When it rains in Squamish (as it is known to do) there aren’t a whole lot of things that stay dry. The Big Show is certainly one of them until it starts seeping, but there are also a number of routes at the neighboring walls that are sheltered enough to provide options in more moderate terrain. That, plus the fact that the Circus boasts some of the higher quality sport climbs in the area, makes for a high flow of traffic through the canyon on the busier days. It makes for an interesting scene, with few people actually climbing on the Big Show, but many spectators excited to watch the sports action. Of the climbers actually working routes alongside me so many meters off the ground, none of them were women. When my good friend Tanager had been projecting Freewill last fall she also had been the only female up there with all the guys. I also received many comments from spectators that they had never seen a girl climbing up there before. Division Bell itself has only been sent by four or five women. Discussions with local friends further informed me of what was accepted as common truth: the Big Show was a boys club.
Knowing that others have or have not walked the path that lies before you can have an interesting effect on the psyche. For many it would cause intimidation, for others excitement at being a trailblazer, while for some there might be no effect at all. For me it added a fierce motivation. I had fought so hard to conquer my doubts and insecurities about being up there on the Big Show, that perhaps adding my story to its history might ease someone else’s battle, even if only just a little bit.

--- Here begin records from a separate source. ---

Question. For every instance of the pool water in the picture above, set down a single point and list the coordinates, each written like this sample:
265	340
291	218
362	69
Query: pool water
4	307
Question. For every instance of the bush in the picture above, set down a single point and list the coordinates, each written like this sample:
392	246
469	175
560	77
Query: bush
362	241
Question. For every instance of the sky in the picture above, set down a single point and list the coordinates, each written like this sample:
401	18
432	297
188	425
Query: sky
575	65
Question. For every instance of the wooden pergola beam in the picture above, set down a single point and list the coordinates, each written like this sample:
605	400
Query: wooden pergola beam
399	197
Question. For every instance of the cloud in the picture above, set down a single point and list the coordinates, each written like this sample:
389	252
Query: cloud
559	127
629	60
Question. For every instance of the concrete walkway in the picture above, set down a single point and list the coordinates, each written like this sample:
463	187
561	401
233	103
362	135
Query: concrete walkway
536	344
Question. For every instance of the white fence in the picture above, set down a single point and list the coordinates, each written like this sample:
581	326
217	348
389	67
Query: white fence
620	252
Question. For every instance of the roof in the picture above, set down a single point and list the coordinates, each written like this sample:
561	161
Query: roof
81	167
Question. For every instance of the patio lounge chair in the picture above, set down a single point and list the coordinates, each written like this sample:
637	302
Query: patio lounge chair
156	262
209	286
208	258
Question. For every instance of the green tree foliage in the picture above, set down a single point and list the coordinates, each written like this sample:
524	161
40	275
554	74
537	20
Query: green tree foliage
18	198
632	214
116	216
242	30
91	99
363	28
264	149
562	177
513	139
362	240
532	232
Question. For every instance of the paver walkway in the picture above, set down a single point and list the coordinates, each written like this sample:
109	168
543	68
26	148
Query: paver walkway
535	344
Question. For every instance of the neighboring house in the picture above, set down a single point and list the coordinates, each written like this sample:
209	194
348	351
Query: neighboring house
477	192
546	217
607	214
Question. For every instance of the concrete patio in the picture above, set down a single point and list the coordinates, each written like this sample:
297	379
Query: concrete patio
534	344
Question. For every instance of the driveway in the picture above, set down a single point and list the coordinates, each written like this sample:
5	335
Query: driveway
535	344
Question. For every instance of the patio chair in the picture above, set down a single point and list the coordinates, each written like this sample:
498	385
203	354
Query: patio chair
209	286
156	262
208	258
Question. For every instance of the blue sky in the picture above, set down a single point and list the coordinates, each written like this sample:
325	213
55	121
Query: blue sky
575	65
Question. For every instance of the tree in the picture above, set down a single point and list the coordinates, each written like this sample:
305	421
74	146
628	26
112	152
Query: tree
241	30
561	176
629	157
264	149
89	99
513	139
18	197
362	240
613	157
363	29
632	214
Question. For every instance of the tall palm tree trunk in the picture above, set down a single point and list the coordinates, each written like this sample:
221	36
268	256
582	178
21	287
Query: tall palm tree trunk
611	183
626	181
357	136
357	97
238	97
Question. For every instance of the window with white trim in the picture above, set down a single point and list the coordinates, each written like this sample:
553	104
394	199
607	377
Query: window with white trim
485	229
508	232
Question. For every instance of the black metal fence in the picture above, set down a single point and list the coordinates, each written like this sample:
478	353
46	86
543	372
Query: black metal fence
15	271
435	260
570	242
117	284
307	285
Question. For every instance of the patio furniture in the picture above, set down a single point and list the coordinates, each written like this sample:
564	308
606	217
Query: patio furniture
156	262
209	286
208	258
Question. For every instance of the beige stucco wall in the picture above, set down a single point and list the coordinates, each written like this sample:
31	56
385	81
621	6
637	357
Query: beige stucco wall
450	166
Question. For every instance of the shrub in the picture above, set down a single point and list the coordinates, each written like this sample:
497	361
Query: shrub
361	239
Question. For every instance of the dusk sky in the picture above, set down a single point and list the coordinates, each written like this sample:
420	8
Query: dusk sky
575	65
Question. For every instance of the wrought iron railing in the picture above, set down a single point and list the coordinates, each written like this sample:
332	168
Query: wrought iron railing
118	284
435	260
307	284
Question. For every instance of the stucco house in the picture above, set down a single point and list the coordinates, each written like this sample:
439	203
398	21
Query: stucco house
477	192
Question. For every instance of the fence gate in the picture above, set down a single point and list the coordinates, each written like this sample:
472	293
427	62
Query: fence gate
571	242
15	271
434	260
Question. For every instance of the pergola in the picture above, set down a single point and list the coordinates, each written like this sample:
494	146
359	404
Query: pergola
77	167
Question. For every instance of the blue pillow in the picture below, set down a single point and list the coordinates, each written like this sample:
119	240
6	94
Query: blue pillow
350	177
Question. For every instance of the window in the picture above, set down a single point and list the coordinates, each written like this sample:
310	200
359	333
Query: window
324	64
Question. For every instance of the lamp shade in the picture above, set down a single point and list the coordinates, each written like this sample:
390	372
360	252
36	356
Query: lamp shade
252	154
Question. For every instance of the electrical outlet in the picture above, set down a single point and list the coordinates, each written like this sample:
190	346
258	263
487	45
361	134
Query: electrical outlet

The idea that the Big Show had a reputation of being a boy’s club didn’t sit very well with me, and I couldn’t help but hope that maybe I could help change that.
—
As the weeks went by climbing on the Big Show I felt not only myself getting stronger, but my friendship with Urs growing at the same time. The first time that I one-hung Division Bell was the same day that he did the same on Pulse, his project at the time. He sent many days before me, but when he clipped the chains he said it didn’t really count until it was a team send and I was able to celebrate my victory too. We had already shared many team sends such as Southern Lights and the Great Arch, but we had also shared plenty a beer, swim in the river, or lazy morning parking lot vortex over the course of our time climbing together. I had drawn drive and inspiration to climb on the Big Show from many places, but that random kid crusher I had sprayed about it to in Wyoming all those years ago was probably the most important piece of the puzzle. When I clipped the chains on Division Bell and then unclipped them for the most satisfying victory whipper of my life, Urs at the belay was yanked up to the first bolt with the force of the fall. It wasn’t me completing our story on that wall together, but the beginning of the next chapter because there’s a lot more routes up there, and in the words of Todd Skinner, we must always “Keep dreamin’, stay hungry, and remember that there is no finish line.”